Ever since the late 18th Century, the term Social Class emerged in the attempt to distinguish the inequality that racked society thus segmenting publics. This was in areas such as authority, wealth, power, education, religion, working and living conditions, culture among others. By early 19th Century, social labeling was common place. The upper class was an evolution of the hereditary aristocracy into a new generation of professionals who enjoyed certain privileges.
This group controlled the system, basically, the political process and actively suppressed the middle, working and the under class. Eventually, this led to the emergence of hostility between the upper class and the rest of the groups (Cody, 2002). The situation has not changes much since then, if recent observations are anything to go by, the situation is even worse and the US reeks of growing inequality. Several factors influence the social class in which we belong to, with the most influencing factor being out background.
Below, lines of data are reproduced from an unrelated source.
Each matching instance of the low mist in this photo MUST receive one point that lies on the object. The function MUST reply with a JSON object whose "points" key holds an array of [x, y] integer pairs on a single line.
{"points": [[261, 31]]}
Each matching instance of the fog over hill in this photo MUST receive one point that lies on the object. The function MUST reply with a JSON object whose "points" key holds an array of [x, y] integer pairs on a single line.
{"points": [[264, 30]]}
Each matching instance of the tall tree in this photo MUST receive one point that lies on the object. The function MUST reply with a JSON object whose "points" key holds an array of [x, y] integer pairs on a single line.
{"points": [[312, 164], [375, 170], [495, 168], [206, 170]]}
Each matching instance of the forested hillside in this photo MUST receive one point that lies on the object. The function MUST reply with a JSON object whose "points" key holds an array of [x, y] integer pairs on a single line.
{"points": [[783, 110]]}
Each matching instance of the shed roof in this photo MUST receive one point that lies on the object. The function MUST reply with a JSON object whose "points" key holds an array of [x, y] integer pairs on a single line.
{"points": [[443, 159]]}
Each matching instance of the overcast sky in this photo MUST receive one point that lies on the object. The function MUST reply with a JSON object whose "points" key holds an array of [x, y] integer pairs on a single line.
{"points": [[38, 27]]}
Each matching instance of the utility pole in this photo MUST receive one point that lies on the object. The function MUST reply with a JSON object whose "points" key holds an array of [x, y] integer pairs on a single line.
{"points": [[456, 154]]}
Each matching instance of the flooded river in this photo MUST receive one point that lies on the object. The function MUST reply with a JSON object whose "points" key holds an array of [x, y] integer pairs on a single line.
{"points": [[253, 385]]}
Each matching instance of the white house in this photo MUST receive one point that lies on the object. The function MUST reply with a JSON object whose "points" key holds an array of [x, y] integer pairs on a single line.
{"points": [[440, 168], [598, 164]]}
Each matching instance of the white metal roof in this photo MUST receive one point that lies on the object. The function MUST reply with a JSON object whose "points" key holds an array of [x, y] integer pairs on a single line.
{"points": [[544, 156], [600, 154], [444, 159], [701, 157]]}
While nobody can predetermine the social class with in which he is born into, one can work his way into a social class of his choice (Gilbert, 1997). It is a well known fact that a good education corresponds to a good life because ideally, education is the most crucial demographic and determinant of social class. A person who is educated is better placed to determine his income potential, spending habits and general outlook to life.
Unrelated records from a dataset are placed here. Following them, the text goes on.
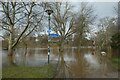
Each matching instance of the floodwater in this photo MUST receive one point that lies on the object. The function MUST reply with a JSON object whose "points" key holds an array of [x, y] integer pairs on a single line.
{"points": [[80, 64]]}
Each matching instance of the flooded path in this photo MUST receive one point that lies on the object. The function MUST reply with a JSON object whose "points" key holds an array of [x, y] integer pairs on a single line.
{"points": [[76, 64]]}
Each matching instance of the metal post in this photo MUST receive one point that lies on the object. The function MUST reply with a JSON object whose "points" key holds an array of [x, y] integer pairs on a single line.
{"points": [[49, 40], [49, 30]]}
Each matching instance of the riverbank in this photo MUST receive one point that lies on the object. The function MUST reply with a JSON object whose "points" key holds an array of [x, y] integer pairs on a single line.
{"points": [[46, 71]]}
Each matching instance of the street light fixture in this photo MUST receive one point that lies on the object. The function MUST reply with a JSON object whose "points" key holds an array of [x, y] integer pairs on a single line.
{"points": [[49, 12]]}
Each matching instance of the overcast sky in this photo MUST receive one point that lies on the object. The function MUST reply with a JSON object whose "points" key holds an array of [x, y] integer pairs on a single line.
{"points": [[102, 9]]}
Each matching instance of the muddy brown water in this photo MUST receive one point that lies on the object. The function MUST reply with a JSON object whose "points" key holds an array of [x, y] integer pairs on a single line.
{"points": [[80, 64]]}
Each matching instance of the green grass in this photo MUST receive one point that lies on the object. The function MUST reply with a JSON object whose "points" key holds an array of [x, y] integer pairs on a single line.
{"points": [[46, 71], [116, 62]]}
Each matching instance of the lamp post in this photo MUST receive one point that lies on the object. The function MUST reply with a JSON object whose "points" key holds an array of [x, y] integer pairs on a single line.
{"points": [[49, 12]]}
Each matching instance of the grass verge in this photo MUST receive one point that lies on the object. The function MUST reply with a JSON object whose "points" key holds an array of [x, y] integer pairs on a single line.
{"points": [[46, 71]]}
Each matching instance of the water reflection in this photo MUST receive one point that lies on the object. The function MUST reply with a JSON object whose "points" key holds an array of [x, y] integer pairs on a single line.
{"points": [[79, 63]]}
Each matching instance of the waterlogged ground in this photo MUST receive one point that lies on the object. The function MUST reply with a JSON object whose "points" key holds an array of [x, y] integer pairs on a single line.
{"points": [[85, 63]]}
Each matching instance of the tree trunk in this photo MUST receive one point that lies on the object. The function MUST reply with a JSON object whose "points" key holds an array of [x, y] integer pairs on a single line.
{"points": [[10, 48]]}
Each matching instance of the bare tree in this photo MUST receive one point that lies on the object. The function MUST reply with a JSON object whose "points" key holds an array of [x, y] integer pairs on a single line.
{"points": [[84, 20], [19, 20], [63, 21]]}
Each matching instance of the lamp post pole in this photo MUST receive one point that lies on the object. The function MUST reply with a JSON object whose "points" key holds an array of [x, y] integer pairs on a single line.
{"points": [[49, 30]]}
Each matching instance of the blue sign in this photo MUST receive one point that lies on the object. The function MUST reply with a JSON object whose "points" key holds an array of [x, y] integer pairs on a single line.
{"points": [[53, 35]]}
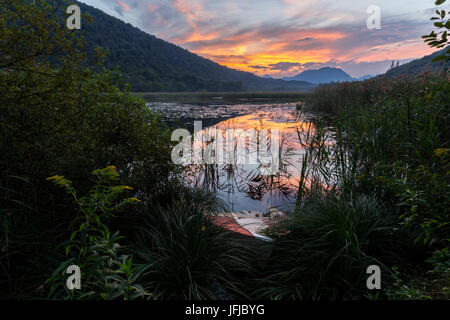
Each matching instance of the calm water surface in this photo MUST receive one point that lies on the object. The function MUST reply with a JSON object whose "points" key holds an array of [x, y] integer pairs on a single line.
{"points": [[242, 186]]}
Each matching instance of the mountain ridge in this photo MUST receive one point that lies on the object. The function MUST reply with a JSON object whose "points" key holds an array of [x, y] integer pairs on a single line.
{"points": [[152, 64]]}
Education is instrumental in determining our social mobility, that is, the way we move in a social class. Decreased educational achievement s and attainment results in immobility unfortunately, the quality and emphasis placed on education is directly related to our background. People from higher social classes have access to better schools which have good teachers and facilities. These students are therefore statistically advantaged to finish their schooling than their lower social class counterparts.
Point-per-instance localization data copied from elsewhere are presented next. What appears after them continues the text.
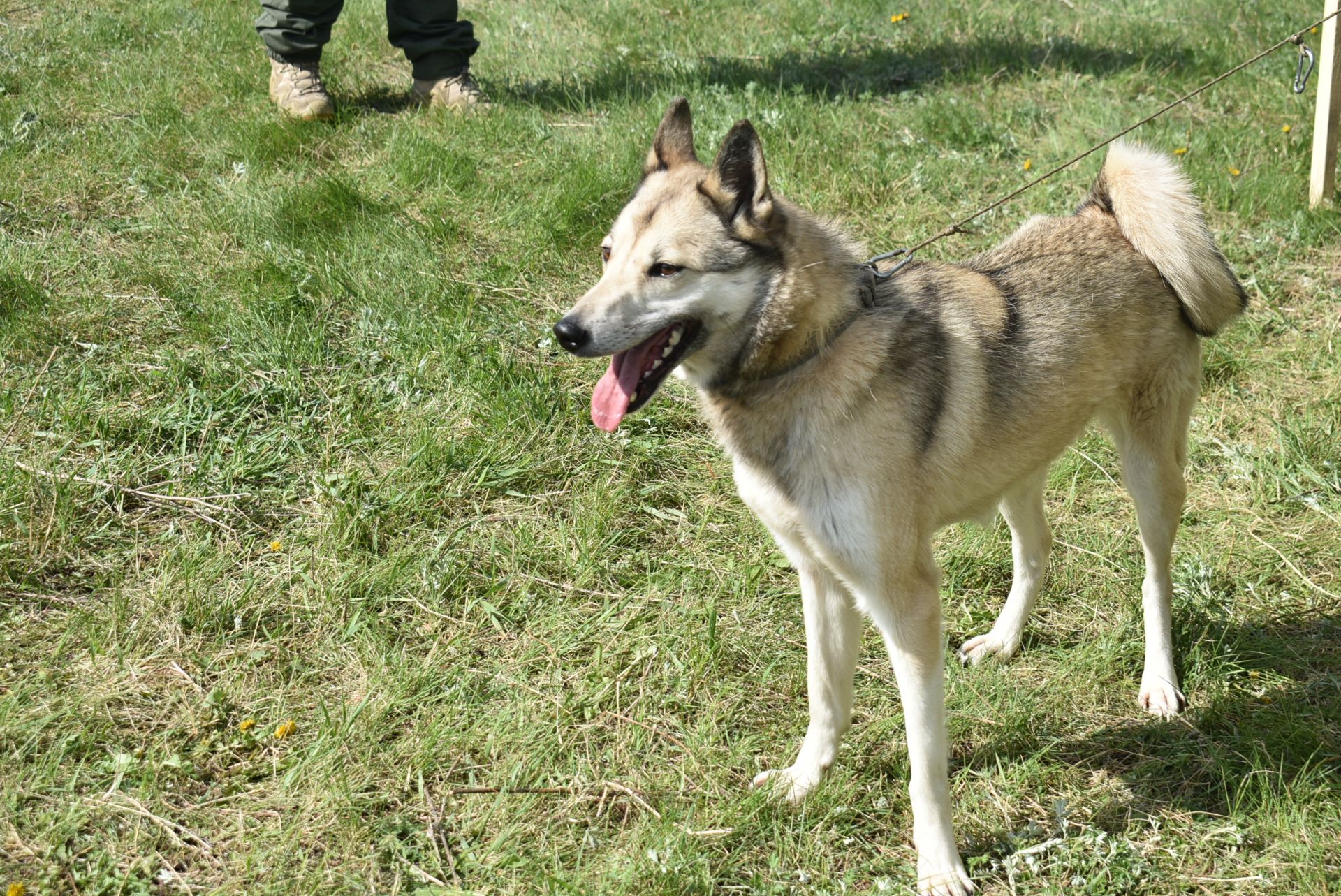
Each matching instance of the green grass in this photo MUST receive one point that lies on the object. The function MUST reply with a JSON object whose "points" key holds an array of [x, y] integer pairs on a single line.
{"points": [[335, 337]]}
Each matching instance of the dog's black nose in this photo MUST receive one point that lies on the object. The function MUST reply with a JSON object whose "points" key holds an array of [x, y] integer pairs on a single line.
{"points": [[571, 335]]}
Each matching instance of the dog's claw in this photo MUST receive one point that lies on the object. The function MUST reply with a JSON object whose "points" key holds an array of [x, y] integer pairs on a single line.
{"points": [[791, 784], [948, 883], [982, 647], [1162, 698]]}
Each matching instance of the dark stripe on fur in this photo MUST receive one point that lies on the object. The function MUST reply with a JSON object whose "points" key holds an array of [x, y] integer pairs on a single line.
{"points": [[1004, 351], [1097, 198], [918, 353]]}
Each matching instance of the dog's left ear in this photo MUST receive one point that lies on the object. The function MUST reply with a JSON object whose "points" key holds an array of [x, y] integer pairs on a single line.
{"points": [[738, 183]]}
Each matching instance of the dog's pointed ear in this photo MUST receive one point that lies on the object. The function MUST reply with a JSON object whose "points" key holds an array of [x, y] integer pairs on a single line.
{"points": [[738, 183], [673, 144]]}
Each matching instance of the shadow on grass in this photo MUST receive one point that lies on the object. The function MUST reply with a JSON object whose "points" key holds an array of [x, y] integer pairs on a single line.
{"points": [[380, 100], [841, 71], [1257, 741]]}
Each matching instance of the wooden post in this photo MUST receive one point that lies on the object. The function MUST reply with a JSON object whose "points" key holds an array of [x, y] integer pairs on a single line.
{"points": [[1326, 118]]}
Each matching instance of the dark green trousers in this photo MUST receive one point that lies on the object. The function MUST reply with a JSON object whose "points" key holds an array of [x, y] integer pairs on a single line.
{"points": [[436, 43]]}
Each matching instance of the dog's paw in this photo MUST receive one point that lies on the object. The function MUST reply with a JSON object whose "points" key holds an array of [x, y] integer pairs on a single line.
{"points": [[981, 647], [790, 784], [1160, 696], [946, 880]]}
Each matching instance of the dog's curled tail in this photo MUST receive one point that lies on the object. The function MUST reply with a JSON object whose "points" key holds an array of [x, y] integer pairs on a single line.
{"points": [[1157, 211]]}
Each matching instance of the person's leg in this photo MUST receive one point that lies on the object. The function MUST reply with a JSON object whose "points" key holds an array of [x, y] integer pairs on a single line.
{"points": [[297, 30], [294, 33], [434, 39]]}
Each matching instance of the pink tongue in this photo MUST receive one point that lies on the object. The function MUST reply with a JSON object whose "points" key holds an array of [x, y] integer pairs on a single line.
{"points": [[612, 396]]}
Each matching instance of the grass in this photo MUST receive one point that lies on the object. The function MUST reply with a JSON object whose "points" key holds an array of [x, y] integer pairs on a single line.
{"points": [[406, 538]]}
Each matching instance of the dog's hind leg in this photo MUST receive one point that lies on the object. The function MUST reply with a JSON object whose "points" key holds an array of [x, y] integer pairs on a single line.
{"points": [[1151, 436], [833, 645], [1032, 542], [908, 615]]}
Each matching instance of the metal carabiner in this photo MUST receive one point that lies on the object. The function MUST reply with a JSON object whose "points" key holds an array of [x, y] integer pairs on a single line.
{"points": [[1301, 77], [886, 275]]}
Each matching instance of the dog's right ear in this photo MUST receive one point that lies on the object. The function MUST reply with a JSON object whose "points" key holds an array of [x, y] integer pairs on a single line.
{"points": [[673, 144]]}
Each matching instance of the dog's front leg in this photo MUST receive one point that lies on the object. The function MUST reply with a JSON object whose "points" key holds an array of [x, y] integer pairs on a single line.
{"points": [[908, 615], [833, 644]]}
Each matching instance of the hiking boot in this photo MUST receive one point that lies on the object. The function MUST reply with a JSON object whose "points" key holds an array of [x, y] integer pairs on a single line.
{"points": [[457, 93], [298, 90]]}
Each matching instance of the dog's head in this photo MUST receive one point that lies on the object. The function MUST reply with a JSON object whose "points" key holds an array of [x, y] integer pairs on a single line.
{"points": [[686, 263]]}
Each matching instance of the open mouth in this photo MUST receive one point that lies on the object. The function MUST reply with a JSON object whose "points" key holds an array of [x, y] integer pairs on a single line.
{"points": [[636, 373]]}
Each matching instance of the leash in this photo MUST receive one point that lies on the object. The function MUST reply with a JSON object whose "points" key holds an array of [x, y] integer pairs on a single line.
{"points": [[1301, 80]]}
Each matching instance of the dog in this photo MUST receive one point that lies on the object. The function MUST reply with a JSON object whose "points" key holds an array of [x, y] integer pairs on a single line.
{"points": [[863, 415]]}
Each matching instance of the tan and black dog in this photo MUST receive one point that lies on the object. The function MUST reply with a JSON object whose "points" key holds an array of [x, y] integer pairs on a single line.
{"points": [[864, 415]]}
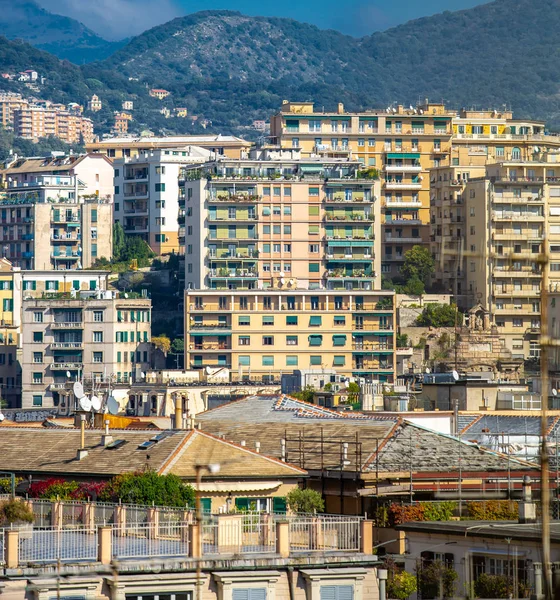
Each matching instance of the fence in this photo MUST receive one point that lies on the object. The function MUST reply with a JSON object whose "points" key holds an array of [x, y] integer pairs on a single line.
{"points": [[54, 544], [220, 535]]}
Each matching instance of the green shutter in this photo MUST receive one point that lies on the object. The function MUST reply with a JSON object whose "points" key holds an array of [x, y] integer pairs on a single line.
{"points": [[279, 504], [242, 503]]}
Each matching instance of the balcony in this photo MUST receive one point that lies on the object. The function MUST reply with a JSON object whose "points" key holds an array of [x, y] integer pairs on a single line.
{"points": [[67, 345], [70, 366], [402, 205], [403, 168], [403, 240], [67, 325]]}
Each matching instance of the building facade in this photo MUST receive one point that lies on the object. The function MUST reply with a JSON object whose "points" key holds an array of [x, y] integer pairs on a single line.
{"points": [[479, 138], [148, 197], [129, 147], [260, 334], [402, 144], [47, 225], [279, 218], [513, 217], [93, 336]]}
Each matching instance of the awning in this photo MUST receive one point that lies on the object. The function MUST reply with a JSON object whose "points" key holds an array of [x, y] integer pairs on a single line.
{"points": [[349, 243], [403, 155], [238, 486]]}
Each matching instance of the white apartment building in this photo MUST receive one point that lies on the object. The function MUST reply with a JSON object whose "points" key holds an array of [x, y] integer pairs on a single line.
{"points": [[94, 171], [93, 337], [148, 194]]}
The parents of the upper class student are also aware of the occupational importance of education are therefore supportive and positive as they are more often than not highly educated themselves. This is a sharp contrast to the middle class who see education as a financial investment while low class parent rather that their children seek employment (Morton, 2005). This illustrates that social class indeed directly influences education.
As expected, the upper class students tend to seek further education and specialize, accounting to about 88% of this group, in contrast to the 15% from their low class counterparts (Morton, 2005). This fact can easily be pegged to the higher education costs and the reduced grant funding is not helping the situation. There is no doubt that there is a common link between social class, education and employment. Low cadre jobs are often a reserve for the uneducated or the dropouts; in 2004, a high school dropout’s annual earnings amounted to $18,826 while a high school graduate earned $27, 280.
The college educated individuals often land more than 20% of high paying jobs because of their training and had an average of $51, 194, with those with advanced degrees bagging $72, 842. 12 (Morton, 2005). This is also due to the fact that educated people tend to poses appealing non cognitive traits such as punctuality, responsibility, communication skills among other desirable traits. Education goes a long way into determining many aspects of our lives; it is not just a demographic factor (Morton, 2005).